Rieneke Helder is an Act Five Gap Year alumni who found her way back to Act Five for a summer before she gets married and Brent Geertsema is a returning resident. Both reflect on their return to Act Five and are looking forward to what is to come.
From Rieneke:
“If I’m being honest, I needed somewhere convenient to live for 2 months before I get married in July, so living at Act Five made perfect sense. As soon as I got here, however, I remembered that when I graduated from Act Five 3 years ago, I had hoped that God would put me back in this community somehow.
Being back at Act Five has been a bit like finding an old, familiar sweater in my closet that I forgot I had. The rhythm of life here—liturgies for dish-washing taped up above the sinks, neighbours in our home for dinners, long silence in our prayers together—is one that feels easy to slip back into. I am consistently surprised at how much of this place is stored in the back of my mind still, and feeling comforted by that has been a huge gift in this season of change for me.”
From Brent:
“Summer at Blake St is a time of transitions. After 8 months of being a home to students and residents, mostly everything is packed up and moved out (or forgotten in an ever increasing pile in the sunroom of more “lost” than “found” items) and a new group moves in to call Blakely home for the summer months.
This is my third year coming into a community of young adults for four months at Blake St. and already I am struck by how much things change and how much they stay the same.
Since my first summer in the home (2022), many rhythms and traditions remain.

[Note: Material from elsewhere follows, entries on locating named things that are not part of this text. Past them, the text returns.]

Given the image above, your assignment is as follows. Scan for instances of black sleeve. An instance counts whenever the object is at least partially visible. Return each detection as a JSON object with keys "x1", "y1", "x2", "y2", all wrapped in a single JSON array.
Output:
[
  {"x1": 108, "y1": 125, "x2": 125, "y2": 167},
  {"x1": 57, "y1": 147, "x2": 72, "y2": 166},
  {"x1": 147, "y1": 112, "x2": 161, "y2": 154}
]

Popcorn & movie nights in the basement, weekly trips to Willard’s to ward off the heat, and complaints as the temperature rises in the home. Yet the heat also brings the eager anticipation of strawberry plants in the backyard and the regular sharing of meals together both within the home and with the greater community that surrounds us.
New traditions also begin. Sunday breakfasts, nights at the Corktown pub, and trips to Rooney’s, the new coffee shop a block over, (are you sensing a pattern to community yet?) have all become regular places to see the short-lived summer community flourish.
The house changes to. There is new art left by the students, a tree planted in the front yard, a homemade board game added to the collection, and a didgeridoo can sometimes be heard when someone gets up the courage to give it a shot (and usually make a fool of themselves). But some things never change. We have one “new” summer resident, and a gap-year alumni, who mentioned that she instinctively knew to pull the one drawer in the kitchen a little to the left to get it out the first time you try it.
It can feel daunting to try and list what all needs to fit in a summer yet. More than half of the summer crew spends evenings wedding planning. Others are already looking past summer jobs for what new unknowns await in September. Just when we think we might get into a solid swing of things here, three more people are on their way in, with room for more. The intensity and overall short length of summers at Blake St. can feel chaotic. In between festivals, Art Crawls, impromptu bike rides to the beach or Bayfront park and of course, lots and lots of food, the summer community of Act Five can feel like a flash in the pan. As anyone who has cooked in one of the Blake St. kitchens can attest though, pans tend to get things stuck on them, and as someone who keeps coming back I know this summer of interwoven lives will leave an impact on us, the house and Blakely for years to come.”